Ketua IPW, Sugeng Teguh Santoso menilai sudah sepatutnya Kapolri Listyo Sigit Prabowo membentuk tim gabungan pencari fakta (TGPF) untuk mengungkap kasus saling tembak polisi di rumah dinas jenderal Polri ini. Apalagi sudah muncul banyak spekulasi terkait motif tewasnya Yosua atau disebut Polri, Brigadir J, akibat timah panas yang dilesatkan Bharada E selaku pengawal pribadi (aide de camp/Adc) Kadiv Propam Polri.
“Konferensi pers Mabes Polri soal penembakan tersebut banyak kejanggalannya. Lebih baik dibentuk TGPF untuk menyelesaikan penanganan kasus itu agar terungkap secara menyeluruh dan tidak menimbulkan spekulasi atau fitnah,” kata Sugeng, di Jakarta, Senin (11/7/2022).

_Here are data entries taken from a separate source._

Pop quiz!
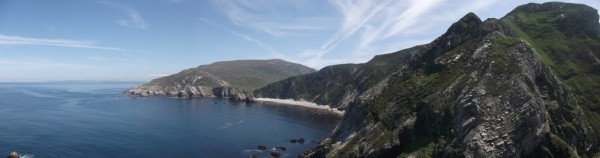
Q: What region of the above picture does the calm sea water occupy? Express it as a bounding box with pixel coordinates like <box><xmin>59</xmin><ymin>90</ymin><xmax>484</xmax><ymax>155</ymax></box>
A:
<box><xmin>0</xmin><ymin>83</ymin><xmax>339</xmax><ymax>158</ymax></box>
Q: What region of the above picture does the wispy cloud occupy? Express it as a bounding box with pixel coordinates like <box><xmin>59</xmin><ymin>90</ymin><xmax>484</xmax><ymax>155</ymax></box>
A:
<box><xmin>0</xmin><ymin>34</ymin><xmax>125</xmax><ymax>51</ymax></box>
<box><xmin>0</xmin><ymin>57</ymin><xmax>82</xmax><ymax>70</ymax></box>
<box><xmin>200</xmin><ymin>18</ymin><xmax>285</xmax><ymax>59</ymax></box>
<box><xmin>99</xmin><ymin>1</ymin><xmax>150</xmax><ymax>29</ymax></box>
<box><xmin>212</xmin><ymin>0</ymin><xmax>331</xmax><ymax>36</ymax></box>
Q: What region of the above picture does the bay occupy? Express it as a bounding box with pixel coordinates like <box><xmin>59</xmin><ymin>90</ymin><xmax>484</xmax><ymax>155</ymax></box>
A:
<box><xmin>0</xmin><ymin>83</ymin><xmax>339</xmax><ymax>158</ymax></box>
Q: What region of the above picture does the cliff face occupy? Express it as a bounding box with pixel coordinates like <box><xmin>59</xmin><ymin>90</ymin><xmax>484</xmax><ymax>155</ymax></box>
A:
<box><xmin>125</xmin><ymin>59</ymin><xmax>315</xmax><ymax>101</ymax></box>
<box><xmin>255</xmin><ymin>3</ymin><xmax>600</xmax><ymax>157</ymax></box>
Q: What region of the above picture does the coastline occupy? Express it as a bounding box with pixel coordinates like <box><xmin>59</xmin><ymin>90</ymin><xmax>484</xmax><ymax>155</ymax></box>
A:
<box><xmin>254</xmin><ymin>98</ymin><xmax>344</xmax><ymax>116</ymax></box>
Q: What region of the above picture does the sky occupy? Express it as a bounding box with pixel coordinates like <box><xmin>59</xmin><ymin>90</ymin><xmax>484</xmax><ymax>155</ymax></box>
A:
<box><xmin>0</xmin><ymin>0</ymin><xmax>600</xmax><ymax>82</ymax></box>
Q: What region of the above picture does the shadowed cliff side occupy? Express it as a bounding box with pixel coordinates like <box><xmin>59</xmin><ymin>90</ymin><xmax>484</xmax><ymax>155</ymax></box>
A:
<box><xmin>255</xmin><ymin>2</ymin><xmax>600</xmax><ymax>157</ymax></box>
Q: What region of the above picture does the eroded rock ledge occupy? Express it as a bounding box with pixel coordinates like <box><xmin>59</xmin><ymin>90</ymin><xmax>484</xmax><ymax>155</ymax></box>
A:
<box><xmin>123</xmin><ymin>86</ymin><xmax>255</xmax><ymax>103</ymax></box>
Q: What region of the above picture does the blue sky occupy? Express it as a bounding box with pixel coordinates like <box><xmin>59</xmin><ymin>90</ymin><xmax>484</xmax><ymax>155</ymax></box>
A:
<box><xmin>0</xmin><ymin>0</ymin><xmax>600</xmax><ymax>82</ymax></box>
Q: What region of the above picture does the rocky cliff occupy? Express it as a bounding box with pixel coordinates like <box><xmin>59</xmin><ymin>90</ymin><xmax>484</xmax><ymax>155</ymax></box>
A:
<box><xmin>254</xmin><ymin>2</ymin><xmax>600</xmax><ymax>157</ymax></box>
<box><xmin>125</xmin><ymin>59</ymin><xmax>315</xmax><ymax>101</ymax></box>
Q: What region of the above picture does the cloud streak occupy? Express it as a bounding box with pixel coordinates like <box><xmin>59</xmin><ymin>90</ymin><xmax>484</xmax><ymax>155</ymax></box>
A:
<box><xmin>0</xmin><ymin>34</ymin><xmax>125</xmax><ymax>51</ymax></box>
<box><xmin>200</xmin><ymin>18</ymin><xmax>285</xmax><ymax>59</ymax></box>
<box><xmin>99</xmin><ymin>1</ymin><xmax>150</xmax><ymax>29</ymax></box>
<box><xmin>212</xmin><ymin>0</ymin><xmax>331</xmax><ymax>36</ymax></box>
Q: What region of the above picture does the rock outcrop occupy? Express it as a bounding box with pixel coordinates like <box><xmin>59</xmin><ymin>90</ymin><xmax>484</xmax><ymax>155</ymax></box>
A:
<box><xmin>254</xmin><ymin>2</ymin><xmax>600</xmax><ymax>157</ymax></box>
<box><xmin>124</xmin><ymin>59</ymin><xmax>315</xmax><ymax>102</ymax></box>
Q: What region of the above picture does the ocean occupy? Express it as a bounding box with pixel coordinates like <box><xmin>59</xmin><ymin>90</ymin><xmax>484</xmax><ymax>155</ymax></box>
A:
<box><xmin>0</xmin><ymin>83</ymin><xmax>339</xmax><ymax>158</ymax></box>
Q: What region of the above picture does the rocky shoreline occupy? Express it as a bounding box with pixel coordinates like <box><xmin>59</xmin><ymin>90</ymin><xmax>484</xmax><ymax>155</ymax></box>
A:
<box><xmin>123</xmin><ymin>86</ymin><xmax>255</xmax><ymax>103</ymax></box>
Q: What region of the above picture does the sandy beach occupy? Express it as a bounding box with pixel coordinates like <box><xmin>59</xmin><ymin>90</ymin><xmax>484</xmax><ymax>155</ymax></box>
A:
<box><xmin>255</xmin><ymin>98</ymin><xmax>344</xmax><ymax>115</ymax></box>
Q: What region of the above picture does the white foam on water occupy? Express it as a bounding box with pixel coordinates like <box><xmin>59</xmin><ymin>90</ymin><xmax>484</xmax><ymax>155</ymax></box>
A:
<box><xmin>255</xmin><ymin>98</ymin><xmax>344</xmax><ymax>115</ymax></box>
<box><xmin>19</xmin><ymin>154</ymin><xmax>35</xmax><ymax>158</ymax></box>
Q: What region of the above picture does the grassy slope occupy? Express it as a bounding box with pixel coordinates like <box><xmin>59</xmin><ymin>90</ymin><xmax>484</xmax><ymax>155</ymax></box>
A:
<box><xmin>145</xmin><ymin>59</ymin><xmax>315</xmax><ymax>91</ymax></box>
<box><xmin>504</xmin><ymin>2</ymin><xmax>600</xmax><ymax>135</ymax></box>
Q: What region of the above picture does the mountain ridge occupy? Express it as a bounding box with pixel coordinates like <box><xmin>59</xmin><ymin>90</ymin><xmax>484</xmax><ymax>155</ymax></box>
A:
<box><xmin>254</xmin><ymin>2</ymin><xmax>600</xmax><ymax>157</ymax></box>
<box><xmin>124</xmin><ymin>59</ymin><xmax>315</xmax><ymax>101</ymax></box>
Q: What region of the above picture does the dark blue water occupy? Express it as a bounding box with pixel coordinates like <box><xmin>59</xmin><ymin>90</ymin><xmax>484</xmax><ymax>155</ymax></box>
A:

Sugeng tidak melihat anggota Polri berpangkat Bharada E boleh memegang senjata sebagai kejanggalan. Dia menilai kejanggalan yang paling kentara dari kasus penembakan ini terlihat dari kronologi versi Polri yang disampaikan Kepala Biro Penerangan Masyarakat (Karopenmas) Divisi Humas Polri Brigjen Pol Ahmad Ramadhan yakni, peristiwa saling tembak terjadi dari kamar bawah tempat istri Kadiv Propam, Putri Ferdy Sambo, ditodong senjata oleh korban, dengan Bharada E yang berada di lantai dua rumah dinas.
“Bayangkan menembak dari atas, ada 12 peluru yang keluar, dari senjata Bharada E dilesatkan lima proyektil dan kena semua. Sementara posisi korban satu ruangan dengan istri Kadiv Propam yang tidak terluka sedikitpun,” tuturnya.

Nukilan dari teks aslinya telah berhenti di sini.